Ein französisches Gericht stoppt den Restrukturierungsplan von PSA Peugeot Citroen. - Bild: kru

Dies war nach französischen Medienberichten von Gewerkschaftsvertretern des zu PSA gehörenden Autozulieferers Faurecia beantragt worden, um Raum für Verhandlungen zu schaffen. Die Erstinstanz hatte dies noch abgelehnt.

Ein Faurecia-Sprecher wurde mit den Worten zitiert, die Entscheidung habe keine Auswirkung auf die Pläne. Das Unternehmen sei mitten in den Verhandlungen über die Umstrukturierung.

Stellenabbau stößt auf heftigen Widerstand

PSA Peugeot Citroën will in Europa rund 8.000 Stellen streichen und ein Werk in Frankreich schließen. Dies stößt auf heftigen Widerstand etwa bei Gewerkschaften. In Paris und an anderen PSA-Standorten protestierten erneut Hunderte Mitarbeiter gegen die Sparpläne in der Autoindustrie. Auch Beschäftigte des Autobauers Renault schlossen sich an.
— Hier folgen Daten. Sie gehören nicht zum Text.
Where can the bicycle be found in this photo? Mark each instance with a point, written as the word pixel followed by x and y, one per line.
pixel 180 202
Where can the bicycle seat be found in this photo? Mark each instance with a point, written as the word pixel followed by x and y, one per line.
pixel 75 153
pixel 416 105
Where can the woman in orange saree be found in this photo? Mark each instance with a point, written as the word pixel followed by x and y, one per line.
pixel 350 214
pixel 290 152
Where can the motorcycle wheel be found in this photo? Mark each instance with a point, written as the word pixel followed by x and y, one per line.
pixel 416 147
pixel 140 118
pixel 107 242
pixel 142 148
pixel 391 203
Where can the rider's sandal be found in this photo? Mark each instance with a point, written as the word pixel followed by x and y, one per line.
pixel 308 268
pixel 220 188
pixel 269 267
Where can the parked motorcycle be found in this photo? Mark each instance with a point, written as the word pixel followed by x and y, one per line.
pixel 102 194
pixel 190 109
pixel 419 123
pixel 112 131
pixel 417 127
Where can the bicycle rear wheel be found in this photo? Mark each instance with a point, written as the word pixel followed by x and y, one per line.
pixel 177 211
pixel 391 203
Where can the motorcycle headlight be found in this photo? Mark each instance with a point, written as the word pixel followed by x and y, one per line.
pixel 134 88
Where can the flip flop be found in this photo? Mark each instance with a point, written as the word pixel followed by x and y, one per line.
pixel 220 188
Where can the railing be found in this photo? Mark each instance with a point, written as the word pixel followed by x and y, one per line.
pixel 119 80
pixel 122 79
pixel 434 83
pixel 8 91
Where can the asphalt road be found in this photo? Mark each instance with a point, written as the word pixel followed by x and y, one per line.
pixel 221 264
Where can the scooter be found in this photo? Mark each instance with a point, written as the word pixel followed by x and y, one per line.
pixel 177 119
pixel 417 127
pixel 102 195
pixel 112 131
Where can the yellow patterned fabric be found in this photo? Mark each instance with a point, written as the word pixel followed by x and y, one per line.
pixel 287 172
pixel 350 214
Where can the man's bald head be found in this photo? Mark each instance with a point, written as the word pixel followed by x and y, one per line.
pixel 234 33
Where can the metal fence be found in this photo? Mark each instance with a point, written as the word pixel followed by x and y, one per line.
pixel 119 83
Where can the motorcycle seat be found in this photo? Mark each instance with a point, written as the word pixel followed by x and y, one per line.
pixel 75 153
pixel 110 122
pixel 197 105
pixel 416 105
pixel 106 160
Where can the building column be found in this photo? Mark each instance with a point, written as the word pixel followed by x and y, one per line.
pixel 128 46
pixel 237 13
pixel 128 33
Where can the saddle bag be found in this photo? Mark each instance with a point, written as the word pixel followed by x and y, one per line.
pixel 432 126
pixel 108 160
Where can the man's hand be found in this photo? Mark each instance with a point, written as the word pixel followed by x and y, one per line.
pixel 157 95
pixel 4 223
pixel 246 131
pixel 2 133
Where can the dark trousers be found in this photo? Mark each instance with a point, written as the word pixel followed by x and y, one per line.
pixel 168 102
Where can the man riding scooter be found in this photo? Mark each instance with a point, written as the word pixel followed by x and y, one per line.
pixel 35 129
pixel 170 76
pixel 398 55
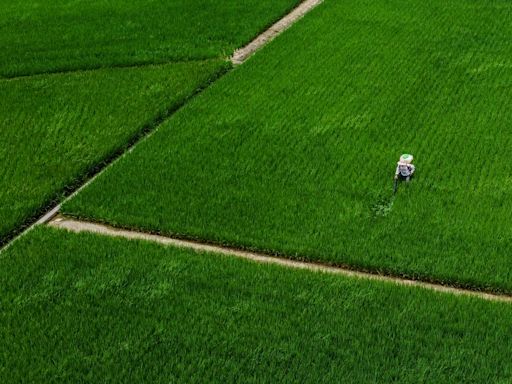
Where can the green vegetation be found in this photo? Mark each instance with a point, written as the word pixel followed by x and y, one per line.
pixel 82 308
pixel 294 152
pixel 64 35
pixel 56 130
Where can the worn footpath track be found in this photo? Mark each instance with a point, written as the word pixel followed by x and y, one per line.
pixel 239 56
pixel 77 226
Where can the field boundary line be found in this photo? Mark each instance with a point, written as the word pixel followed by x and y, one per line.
pixel 242 54
pixel 78 226
pixel 98 169
pixel 77 70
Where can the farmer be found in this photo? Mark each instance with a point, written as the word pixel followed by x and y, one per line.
pixel 404 168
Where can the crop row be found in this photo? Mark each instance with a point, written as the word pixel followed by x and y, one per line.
pixel 294 152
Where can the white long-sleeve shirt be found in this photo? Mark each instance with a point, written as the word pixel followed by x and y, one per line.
pixel 404 169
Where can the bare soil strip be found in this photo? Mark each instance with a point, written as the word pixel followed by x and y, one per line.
pixel 238 57
pixel 244 53
pixel 83 226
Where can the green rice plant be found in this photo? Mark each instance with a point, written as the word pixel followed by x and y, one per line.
pixel 84 308
pixel 294 152
pixel 60 35
pixel 56 130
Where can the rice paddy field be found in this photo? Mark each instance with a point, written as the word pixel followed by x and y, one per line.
pixel 291 153
pixel 58 129
pixel 63 35
pixel 294 152
pixel 83 308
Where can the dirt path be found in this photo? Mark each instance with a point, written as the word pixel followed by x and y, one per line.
pixel 238 57
pixel 244 53
pixel 82 226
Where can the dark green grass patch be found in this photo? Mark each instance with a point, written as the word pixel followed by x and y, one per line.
pixel 82 308
pixel 295 151
pixel 59 35
pixel 56 130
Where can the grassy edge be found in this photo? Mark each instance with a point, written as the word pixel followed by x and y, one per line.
pixel 355 267
pixel 149 127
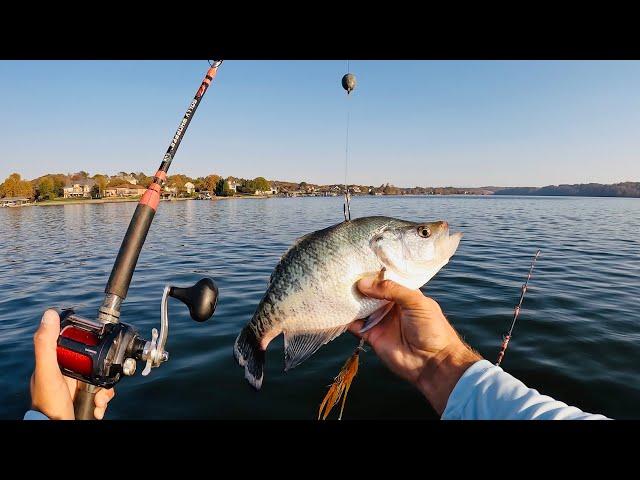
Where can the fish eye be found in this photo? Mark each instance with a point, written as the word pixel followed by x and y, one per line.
pixel 424 231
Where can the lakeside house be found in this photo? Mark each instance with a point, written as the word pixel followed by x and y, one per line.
pixel 273 190
pixel 78 188
pixel 169 192
pixel 232 184
pixel 124 190
pixel 125 178
pixel 14 201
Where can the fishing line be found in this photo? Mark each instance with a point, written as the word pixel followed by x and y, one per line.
pixel 347 207
pixel 516 312
pixel 348 83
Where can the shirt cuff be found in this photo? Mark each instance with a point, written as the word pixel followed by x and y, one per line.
pixel 464 388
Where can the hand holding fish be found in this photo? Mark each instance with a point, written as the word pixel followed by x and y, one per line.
pixel 416 341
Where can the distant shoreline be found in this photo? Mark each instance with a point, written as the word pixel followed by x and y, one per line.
pixel 49 203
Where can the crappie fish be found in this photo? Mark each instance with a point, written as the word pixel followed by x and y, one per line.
pixel 312 295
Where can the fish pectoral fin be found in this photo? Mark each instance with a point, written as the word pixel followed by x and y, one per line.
pixel 300 345
pixel 376 317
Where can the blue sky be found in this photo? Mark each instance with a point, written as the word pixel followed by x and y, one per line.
pixel 428 123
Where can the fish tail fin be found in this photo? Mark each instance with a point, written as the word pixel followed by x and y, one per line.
pixel 249 355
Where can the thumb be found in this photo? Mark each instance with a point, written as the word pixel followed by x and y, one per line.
pixel 45 342
pixel 375 287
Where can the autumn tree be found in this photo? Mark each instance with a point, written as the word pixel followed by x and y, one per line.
pixel 261 184
pixel 210 182
pixel 101 184
pixel 81 175
pixel 45 190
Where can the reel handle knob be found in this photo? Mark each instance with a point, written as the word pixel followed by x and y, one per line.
pixel 201 298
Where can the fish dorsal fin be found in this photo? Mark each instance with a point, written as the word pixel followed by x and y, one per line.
pixel 298 346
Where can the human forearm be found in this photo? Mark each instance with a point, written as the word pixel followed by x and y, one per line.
pixel 442 372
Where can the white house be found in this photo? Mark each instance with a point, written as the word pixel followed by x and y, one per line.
pixel 78 188
pixel 233 185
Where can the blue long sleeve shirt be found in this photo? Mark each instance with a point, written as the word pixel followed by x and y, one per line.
pixel 486 392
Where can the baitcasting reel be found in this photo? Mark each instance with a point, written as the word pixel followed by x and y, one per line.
pixel 99 353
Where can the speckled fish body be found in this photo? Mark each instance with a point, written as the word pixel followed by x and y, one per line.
pixel 312 296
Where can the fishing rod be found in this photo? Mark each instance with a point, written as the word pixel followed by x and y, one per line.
pixel 99 352
pixel 516 312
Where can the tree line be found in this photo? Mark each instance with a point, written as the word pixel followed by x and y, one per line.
pixel 51 185
pixel 623 189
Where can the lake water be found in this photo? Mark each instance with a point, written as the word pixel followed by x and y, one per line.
pixel 577 339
Der Autobauer leidet unter seiner Abhängigkeit vom schrumpfenden europäischen Markt. 2012 brach der Absatz gegenüber dem Vorjahr um 16,5 Prozent auf 2,97 Millionen Fahrzeuge ein.

Monatliche Verluste in dreistelliger Millionenhöhe

Bis 2014 rechnet PSA mit monatlichen Verlusten in dreistelliger Millionenhöhe. Die auf Fahrzeugkredite spezialisierte Finanzsparte von PSA ist auf staatliche Garantien in Milliardenhöhe angewiesen. Als Gegenleistung muss der Konzern staatliche Kontrollen der Sanierungsbemühungen akzeptieren. Insgesamt beschäftigte der Konzern nach eigenen Angaben Ende Juni 2012 etwa 120.000 Menschen im Autobereich.